The General Assembly of Virginia shortly thereafter concurred, writing,
That this Assembly doth explicitly and peremptorily declare, that it views the powers of the federal government, as resulting from the compact, to which the states are parties; as limited by the plain sense and intention of the instrument constituting the compact; as no further valid that they are authorized by the grants enumerated in that compact; and that in case of a deliberate, palpable, and dangerous exercise of other powers, not granted by the said compact, the states who are parties thereto, have the right, and are in duty bound, to interpose for arresting the progress of the evil, and for maintaining within their respective limits, the authorities, rights and liberties appertaining to them.
These principles have largely been suppressed since the Northern victory in the War between the States in 1865. The result has been catastrophic for the South – the erasure of her native culture and its replacement with the liberal ideology that continues to drag her down into ever lower depths of toxic cultural experiments: mass industrialism, mammon worship, gender confusion, redefining marriage, easy divorce, destruction of hierarchy, etc.
Thus it is that we at the South plead with the people of Poland: Do not yield your sovereignty to Brussels! Resist the EU apparatus with all that you have. The money enticements are strong, but do not let Brussels tempt you with them. Money is not infinite; only God is infinite. He can provide what you need through the Mother of God and all the Saints. If you give in, if you cede your sovereignty to the EU, you will become like us at the South – hollow, bereft of your ancient folkways, seeing them only in a museum or a YouTube video, while you march to a tune dictated to you by distant outsiders who despise you, leaving you little creative initiative of your own, crushed by page after page of innervating regulations.

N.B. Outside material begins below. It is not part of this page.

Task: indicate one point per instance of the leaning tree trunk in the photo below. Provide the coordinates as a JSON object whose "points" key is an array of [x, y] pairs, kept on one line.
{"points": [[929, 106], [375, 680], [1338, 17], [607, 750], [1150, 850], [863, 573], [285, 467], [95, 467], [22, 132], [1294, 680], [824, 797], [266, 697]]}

Ten years before the resolution mentioned above, the State of Virginia wrote a ratification statement upon giving her assent to be part of the union created by the Philadelphia constitution. The relevant part is as follows:
We, the delegates of the people of Virginia, duly elected in pursuance of a recommendation from the General Assembly, and now met in Convention, having fully and freely investigated and discussed the proceedings of the Federal Convention, and being prepared as well as the most mature deliberation hath enabled us, to decide thereon, DO in the name and on behalf of the people of Virginia, declare and make known that the powers granted under the Constitution, being derived from the people of the United States may be resumed by them whensoever the same shall be perverted to their injury or oppression, and that every power not granted thereby remains with them and at their will. . . .
We here in Dixie do sincerely hope that the Polish people will heed those words of our Southern forefathers and be ready to resume their sovereignty from the European Union if it insists on actions that violate the EU Constitution. Deo vindice!